Ms. Vater stated, “My work has to do with ideas, with poetry and with a shamanistic approach to art. For me, any artwork, even in an unconscious way, is a form of reaching out to the creative and regenerative forces of the universe. What I try to accomplish in the installation Shellife is something that I have been working on since 1970. I wanted to establish a reconnection with something that I feel is vanishing or missing in western culture. That is, a sense of “reverence” or, sense of “wonder” which I think is still being preserved in some ancient traditions. The sacredness of nature, human integrity, and man’s relationship to nature are better preserved in these cosmologies. These mythologies are an important source of inspiration for my art – to revive in the public, a notion of sacred space tied to the natural world.

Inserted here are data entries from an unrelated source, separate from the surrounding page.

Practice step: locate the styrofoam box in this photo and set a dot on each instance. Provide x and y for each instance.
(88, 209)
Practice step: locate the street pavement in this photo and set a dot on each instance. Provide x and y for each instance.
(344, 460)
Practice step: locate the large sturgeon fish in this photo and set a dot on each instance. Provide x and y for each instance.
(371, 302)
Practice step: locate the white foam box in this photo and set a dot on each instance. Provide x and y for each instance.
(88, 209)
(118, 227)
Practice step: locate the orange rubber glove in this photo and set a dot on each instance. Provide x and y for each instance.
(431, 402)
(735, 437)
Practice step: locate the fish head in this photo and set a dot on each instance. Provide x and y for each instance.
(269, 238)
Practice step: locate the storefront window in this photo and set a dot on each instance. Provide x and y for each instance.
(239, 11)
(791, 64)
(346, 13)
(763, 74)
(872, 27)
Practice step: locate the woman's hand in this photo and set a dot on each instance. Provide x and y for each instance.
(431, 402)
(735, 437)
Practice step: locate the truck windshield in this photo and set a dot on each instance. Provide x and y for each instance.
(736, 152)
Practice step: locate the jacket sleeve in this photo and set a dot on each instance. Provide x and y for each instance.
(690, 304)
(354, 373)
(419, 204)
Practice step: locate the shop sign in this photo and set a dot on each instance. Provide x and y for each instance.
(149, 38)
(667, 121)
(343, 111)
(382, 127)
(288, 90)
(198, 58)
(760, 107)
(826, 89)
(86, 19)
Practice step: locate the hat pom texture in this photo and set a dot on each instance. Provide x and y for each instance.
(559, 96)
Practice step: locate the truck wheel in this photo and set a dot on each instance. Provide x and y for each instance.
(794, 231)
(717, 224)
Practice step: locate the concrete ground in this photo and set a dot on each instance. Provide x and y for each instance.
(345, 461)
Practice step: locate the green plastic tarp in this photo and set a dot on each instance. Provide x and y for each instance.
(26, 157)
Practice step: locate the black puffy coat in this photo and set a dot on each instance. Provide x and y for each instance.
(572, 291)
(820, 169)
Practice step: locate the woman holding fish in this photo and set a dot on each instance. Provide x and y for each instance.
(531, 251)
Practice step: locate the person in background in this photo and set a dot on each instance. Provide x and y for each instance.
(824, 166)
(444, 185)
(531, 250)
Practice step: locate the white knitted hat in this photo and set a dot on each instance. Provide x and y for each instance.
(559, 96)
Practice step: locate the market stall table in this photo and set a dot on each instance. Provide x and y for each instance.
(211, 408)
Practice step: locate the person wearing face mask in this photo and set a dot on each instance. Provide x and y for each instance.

Essayist Mario Mieli states,” It is interesting to observe how Space and Time have always been a central and constant concern to Vater. In terms of her own personal investigations and work, it lead her initially to research and study of the myths of the Amazon, and then the other Brazilian and World cosmologies as well. Through her work, the artist constantly reminds us of how much in need the contemporary world is of the knowledge contained in these cosmologies. To Vater, they are the real repositories of the ancient wisdom, an invaluable source that broadens the horizon of our souls.

The knowledge transmitted by these mythologies revealed to her the importance of a spiritual vision where the human being is an integral part of nature, and not an external entity meant to subjugate it at his own will. So, from her concern with Time and Space, and her investigations of ancient mythologies and cosmologies, Vater realized the urgency to incorporate ecology as one of her primary artistic concerns. In effect, to her credit, she was one of the first artists to deal with the subject of ecology, having participated in the first major international event ever dedicated to the issue, the 1976 Venice Biennale.”